The Atsipadhes site is pretty simple in terms of functionality and I like it for this reason. Single-function websites seem to be more the norm these days and this fits in nicely with the RDF data consumer model: establish an interesting way of accessing, crunching and displaying an LOD datastore and then create a defined site to achieve the objective. The Atsipadhes dataset includes about 4,500 figurine part finds. Each of these finds has been meticulously catalogued by the Atsipadhes project team, which is led by Dr Alan Peatfield and Dr Christine Morris. They were categorised in terms of their gender, form, gesture and fabric. My first job therefore was to create a standardised set of vocabularies that could then be used to construct the RDF data for the assemblage. The data was original created as a FileMaker Pro database and my first step was to export this as an Excel spreadsheet. I then exported this in turn as a CSV file and, having heard talk of Google Refine (now OpenRefine) at CAA2014, I used this app to clean up the data. I would wholeheartedly recommend using OpenRefine to help with the often-tedious problem of cleaning up data. Up until now, I have generally done this in Excel but there’s no doubt that OpenRefine adds a lot to the process.

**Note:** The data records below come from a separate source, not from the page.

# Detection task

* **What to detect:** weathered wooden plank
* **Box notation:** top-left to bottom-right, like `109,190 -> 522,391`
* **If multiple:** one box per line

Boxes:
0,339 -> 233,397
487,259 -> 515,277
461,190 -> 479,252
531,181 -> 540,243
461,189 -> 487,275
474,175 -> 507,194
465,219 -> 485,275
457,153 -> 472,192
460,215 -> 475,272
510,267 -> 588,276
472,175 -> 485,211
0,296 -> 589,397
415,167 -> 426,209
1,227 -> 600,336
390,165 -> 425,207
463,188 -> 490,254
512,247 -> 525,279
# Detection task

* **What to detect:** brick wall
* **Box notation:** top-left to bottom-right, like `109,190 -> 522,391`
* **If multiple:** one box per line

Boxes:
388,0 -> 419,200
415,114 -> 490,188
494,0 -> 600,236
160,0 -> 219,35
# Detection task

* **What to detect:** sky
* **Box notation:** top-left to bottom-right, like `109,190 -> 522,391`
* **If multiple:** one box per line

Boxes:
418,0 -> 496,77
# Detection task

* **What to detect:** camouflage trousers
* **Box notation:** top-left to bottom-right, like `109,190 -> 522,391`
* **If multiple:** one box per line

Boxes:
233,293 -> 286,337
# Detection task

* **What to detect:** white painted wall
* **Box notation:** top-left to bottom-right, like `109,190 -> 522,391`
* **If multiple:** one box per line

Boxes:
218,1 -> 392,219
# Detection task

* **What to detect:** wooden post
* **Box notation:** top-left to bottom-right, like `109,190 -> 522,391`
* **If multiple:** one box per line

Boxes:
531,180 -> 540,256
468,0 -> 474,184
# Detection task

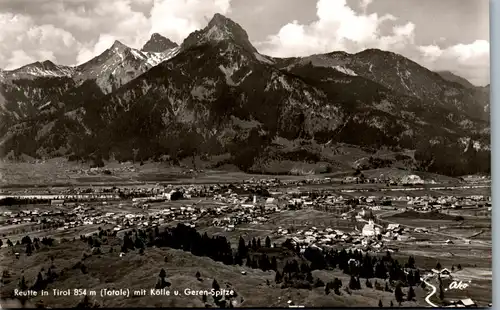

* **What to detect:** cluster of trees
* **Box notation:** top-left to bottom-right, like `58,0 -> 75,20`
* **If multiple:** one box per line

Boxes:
274,260 -> 316,290
298,244 -> 421,287
113,224 -> 234,265
3,236 -> 56,257
112,224 -> 424,292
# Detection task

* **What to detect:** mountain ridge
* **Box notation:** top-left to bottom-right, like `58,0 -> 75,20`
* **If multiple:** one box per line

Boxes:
436,70 -> 477,89
0,14 -> 490,177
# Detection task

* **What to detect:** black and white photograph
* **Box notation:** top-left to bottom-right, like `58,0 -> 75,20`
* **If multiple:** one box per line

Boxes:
0,0 -> 491,308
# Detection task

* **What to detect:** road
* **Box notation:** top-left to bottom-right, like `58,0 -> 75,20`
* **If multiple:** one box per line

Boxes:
423,275 -> 438,307
402,269 -> 438,308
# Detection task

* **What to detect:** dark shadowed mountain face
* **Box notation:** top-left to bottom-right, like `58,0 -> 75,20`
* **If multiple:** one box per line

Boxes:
436,70 -> 476,89
141,33 -> 179,53
0,14 -> 490,176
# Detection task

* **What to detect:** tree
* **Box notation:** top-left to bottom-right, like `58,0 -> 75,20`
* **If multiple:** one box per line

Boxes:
21,236 -> 32,245
212,279 -> 220,291
394,283 -> 404,305
275,271 -> 282,283
349,275 -> 360,290
159,268 -> 167,279
196,271 -> 201,279
271,257 -> 278,271
19,276 -> 28,290
238,236 -> 247,257
333,278 -> 342,295
32,272 -> 46,291
366,278 -> 373,288
156,268 -> 170,289
390,300 -> 394,307
26,243 -> 33,256
375,261 -> 388,279
407,286 -> 416,301
385,282 -> 392,292
436,262 -> 442,270
134,236 -> 145,250
439,283 -> 445,300
378,300 -> 383,307
7,239 -> 13,247
407,256 -> 415,269
265,236 -> 271,248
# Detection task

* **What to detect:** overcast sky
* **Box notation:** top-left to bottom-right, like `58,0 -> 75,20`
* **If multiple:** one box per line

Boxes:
0,0 -> 490,86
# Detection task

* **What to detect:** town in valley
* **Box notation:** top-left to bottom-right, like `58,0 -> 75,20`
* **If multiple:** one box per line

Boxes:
0,164 -> 491,308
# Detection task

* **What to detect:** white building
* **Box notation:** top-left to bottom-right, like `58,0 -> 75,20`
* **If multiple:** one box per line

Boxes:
401,174 -> 424,185
362,220 -> 376,237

I then needed a conceptual model with which to structure the data and I felt that it was about time that I got my teeth into CIDOC CRM, which is currently the most popular approach to providing a semantic model for your RDF data. I followed closely the implementation used by the excellent British Museum LOD service and for the archaeology specific conceptual modelling I employed English Heritage’s CRM-EH CIDOC CRM extension. Ultimately, this process resulted in my creating a four-level hierarchy of objects for the Atsipadhes data. A site object can contain trench objects, which can each contain level objects, which can each contain find objects.